Votre écriture est touchante et va droit là où il faut: à l'intérieur.
Comme vous l'exprimez si bien, il y a un pont entre l'intérieur d'une personne (son âme?) et celui de sa demeure (chaque maison a-t-elle une âme?). Je reviendrai lire les messages plus anciens.

Monsieur Émilien a dit…

Bonsoir! Nous avons à la maison une horloge pain d'épice! Elle sonne d'une façon tellementdouce.J'ai lu sur le site du gouvernement que nous serions 12 a en avoir une...

La maman du bébé

La Mère Michèle a dit…

Hein?? C'est impossible!!! 12 seulement?

westinia a dit…

Coucou!

En faisant une recherche des mots "horloge pain d'épices", je suis tombé sur votre blog. J'ai adoré votre texte sur la joie de décorer son intérieur avec des objets du passé. Je suis fascinée, touchée et charmée par les antiquités. Qu'elles viennent de ma famille ou de celle de mon mari ou que nous les ayons acquises lors des nombreuses visites dans les villages du Québec. J'aime lire des textes comme les vôtres ou la passion que je ressens me semble partagée.

J'ai également mon horloge pain d'épices. Je les trouve toutes belles. Et, pour en avoir vu beaucoup lors de nos voyages au Québec, je peux vous affirmer qu'il y en a plus qu'une douzaine qui "tictac" encore. Lorsque j'ai choisi la mienne, il y avait 10 autres et toutes différentes. J'ai consulté un album de photos contenant une centaine de photos de ce type d'horloge. Toutes vendues ici au Québec... Nous sommes plusieurs à partager cette passion pour les objets qui comme vous le dites si bien:"Ont tellement de vécu, qu'ils en sont vivants".
Merci pour ces textes rafraîchissants.

Diane

La Mère Michèle a dit…

Merci de votre votre visite!!!

Quand on parle de 12 horloges, on parle de 12 modèles ou de 12 exemplaires????

westinia a dit…

Bonjour chère mère Michèle,

Je n'ai pas trouvé de l'information concernant les douzes horloges du Québec.

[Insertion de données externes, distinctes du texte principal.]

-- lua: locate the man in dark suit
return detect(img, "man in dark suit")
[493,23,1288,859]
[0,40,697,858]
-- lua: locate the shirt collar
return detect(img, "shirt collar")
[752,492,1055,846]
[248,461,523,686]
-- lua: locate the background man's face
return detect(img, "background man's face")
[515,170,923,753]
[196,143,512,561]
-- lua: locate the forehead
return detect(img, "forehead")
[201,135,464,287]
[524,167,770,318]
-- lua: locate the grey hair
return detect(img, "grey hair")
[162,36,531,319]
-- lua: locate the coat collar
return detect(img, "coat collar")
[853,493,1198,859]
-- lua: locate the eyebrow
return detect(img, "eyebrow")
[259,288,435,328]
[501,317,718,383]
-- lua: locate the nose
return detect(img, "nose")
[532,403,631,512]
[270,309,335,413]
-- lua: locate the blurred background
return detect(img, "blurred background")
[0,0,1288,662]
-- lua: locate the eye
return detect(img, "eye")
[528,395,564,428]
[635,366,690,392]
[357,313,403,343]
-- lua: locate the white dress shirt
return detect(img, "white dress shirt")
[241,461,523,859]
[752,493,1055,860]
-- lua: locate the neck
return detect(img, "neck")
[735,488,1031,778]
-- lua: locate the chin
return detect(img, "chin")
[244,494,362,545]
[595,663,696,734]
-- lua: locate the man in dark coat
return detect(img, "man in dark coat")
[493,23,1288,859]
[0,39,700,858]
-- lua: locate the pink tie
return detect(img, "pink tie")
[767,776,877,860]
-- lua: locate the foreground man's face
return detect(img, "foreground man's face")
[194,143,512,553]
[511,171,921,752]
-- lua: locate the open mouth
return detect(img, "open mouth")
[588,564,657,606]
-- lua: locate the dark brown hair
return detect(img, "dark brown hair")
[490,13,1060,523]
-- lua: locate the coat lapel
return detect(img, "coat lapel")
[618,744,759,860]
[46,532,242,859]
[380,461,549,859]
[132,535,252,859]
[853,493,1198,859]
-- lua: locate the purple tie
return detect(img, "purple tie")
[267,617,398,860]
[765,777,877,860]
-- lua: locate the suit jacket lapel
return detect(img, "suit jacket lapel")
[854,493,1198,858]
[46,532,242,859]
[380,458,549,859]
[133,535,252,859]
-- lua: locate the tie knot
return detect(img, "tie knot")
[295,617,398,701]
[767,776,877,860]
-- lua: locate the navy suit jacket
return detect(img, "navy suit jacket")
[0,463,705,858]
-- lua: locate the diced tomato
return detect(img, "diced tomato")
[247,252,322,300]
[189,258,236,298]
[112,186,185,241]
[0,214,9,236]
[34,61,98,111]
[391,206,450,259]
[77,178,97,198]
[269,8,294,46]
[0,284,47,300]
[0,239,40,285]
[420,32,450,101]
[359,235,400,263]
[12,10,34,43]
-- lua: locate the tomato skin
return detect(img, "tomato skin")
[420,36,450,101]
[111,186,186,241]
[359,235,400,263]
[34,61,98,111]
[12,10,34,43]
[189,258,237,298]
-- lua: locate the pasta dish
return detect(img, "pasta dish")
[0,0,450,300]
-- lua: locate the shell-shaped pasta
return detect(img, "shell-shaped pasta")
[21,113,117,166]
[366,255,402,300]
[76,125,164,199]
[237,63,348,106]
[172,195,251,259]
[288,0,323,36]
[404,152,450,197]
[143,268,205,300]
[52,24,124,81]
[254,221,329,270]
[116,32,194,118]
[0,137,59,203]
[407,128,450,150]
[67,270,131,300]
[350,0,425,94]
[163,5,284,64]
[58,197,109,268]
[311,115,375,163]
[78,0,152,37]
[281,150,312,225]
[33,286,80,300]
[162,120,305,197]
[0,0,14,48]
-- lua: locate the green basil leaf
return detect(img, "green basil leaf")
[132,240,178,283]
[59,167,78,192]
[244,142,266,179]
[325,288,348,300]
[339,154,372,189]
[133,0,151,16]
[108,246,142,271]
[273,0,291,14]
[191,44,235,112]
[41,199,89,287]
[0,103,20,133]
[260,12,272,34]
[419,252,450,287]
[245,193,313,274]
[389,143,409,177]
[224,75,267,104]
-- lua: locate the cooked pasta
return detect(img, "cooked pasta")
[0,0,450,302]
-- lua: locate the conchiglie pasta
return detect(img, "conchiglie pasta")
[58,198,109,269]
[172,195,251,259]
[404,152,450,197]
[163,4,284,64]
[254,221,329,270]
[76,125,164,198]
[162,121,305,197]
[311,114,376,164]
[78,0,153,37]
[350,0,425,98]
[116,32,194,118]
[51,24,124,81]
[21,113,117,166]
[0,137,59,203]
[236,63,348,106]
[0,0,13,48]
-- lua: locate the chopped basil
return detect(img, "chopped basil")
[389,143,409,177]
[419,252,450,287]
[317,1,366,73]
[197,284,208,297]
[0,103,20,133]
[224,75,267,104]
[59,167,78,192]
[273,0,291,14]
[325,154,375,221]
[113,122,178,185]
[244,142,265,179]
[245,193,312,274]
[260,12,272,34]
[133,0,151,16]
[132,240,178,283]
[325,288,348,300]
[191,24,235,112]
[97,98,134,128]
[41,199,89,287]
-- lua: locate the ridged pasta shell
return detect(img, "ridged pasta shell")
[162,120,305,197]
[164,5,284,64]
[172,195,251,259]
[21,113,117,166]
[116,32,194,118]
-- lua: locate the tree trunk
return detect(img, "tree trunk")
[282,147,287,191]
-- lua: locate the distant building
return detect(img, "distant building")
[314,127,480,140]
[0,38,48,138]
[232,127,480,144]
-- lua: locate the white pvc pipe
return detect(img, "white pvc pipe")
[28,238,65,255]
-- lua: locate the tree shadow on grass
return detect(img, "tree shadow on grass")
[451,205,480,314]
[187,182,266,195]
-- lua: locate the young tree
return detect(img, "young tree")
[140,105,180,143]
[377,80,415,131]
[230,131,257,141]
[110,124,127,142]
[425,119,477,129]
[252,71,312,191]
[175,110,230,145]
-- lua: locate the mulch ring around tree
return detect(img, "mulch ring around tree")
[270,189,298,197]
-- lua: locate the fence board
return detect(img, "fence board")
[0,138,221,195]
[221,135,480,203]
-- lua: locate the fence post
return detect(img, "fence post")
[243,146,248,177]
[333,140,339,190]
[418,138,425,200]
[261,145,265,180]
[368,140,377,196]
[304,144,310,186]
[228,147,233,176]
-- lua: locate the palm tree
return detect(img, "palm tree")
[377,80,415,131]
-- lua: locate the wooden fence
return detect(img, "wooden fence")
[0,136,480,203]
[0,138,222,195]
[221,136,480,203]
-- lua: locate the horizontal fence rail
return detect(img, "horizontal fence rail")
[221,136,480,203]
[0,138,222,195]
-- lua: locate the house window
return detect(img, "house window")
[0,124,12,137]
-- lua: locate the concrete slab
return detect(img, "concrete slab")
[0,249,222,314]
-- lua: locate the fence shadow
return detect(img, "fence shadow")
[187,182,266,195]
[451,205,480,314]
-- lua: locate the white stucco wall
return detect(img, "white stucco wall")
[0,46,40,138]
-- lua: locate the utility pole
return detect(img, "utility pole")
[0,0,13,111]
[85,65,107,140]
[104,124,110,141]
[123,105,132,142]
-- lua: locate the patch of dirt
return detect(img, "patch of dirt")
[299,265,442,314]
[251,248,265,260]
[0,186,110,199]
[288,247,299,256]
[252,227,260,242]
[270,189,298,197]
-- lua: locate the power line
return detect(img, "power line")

Ce que je sais, c'est que plusieurs détaillants comme Ingraham, Waterbury, Ansonia, New Haven et etc. ont produit différents types d'horloges dont la pain d'épice. Il semble que les détaillants avaient plusieurs lignes d'horloge pain d'épice. Il semble aussi que chaque ligne était renouvelée à chaque année. Moi, j'ai une New Haven, la ligne Patrol Line. J'ai trouvé des photos de la Patrol Line et aucune n'était identique à la mienne car elles n'ont pas été créées la même année.

Si ça vous intéresse, vous trouverez à l'adresse suivante, des centaines de photos d'horloge pain d'épice. Je n'ai pas trouvé la mienne... Peut-être trouverez-vous la vôtre?

http://www.antiqueclockspriceguide.com/indexlinks.php?clocktype=kitchen

J'en profite pour vous souhaiter un joyeux Noël et une bonne année ainsi qu'aux vôtres!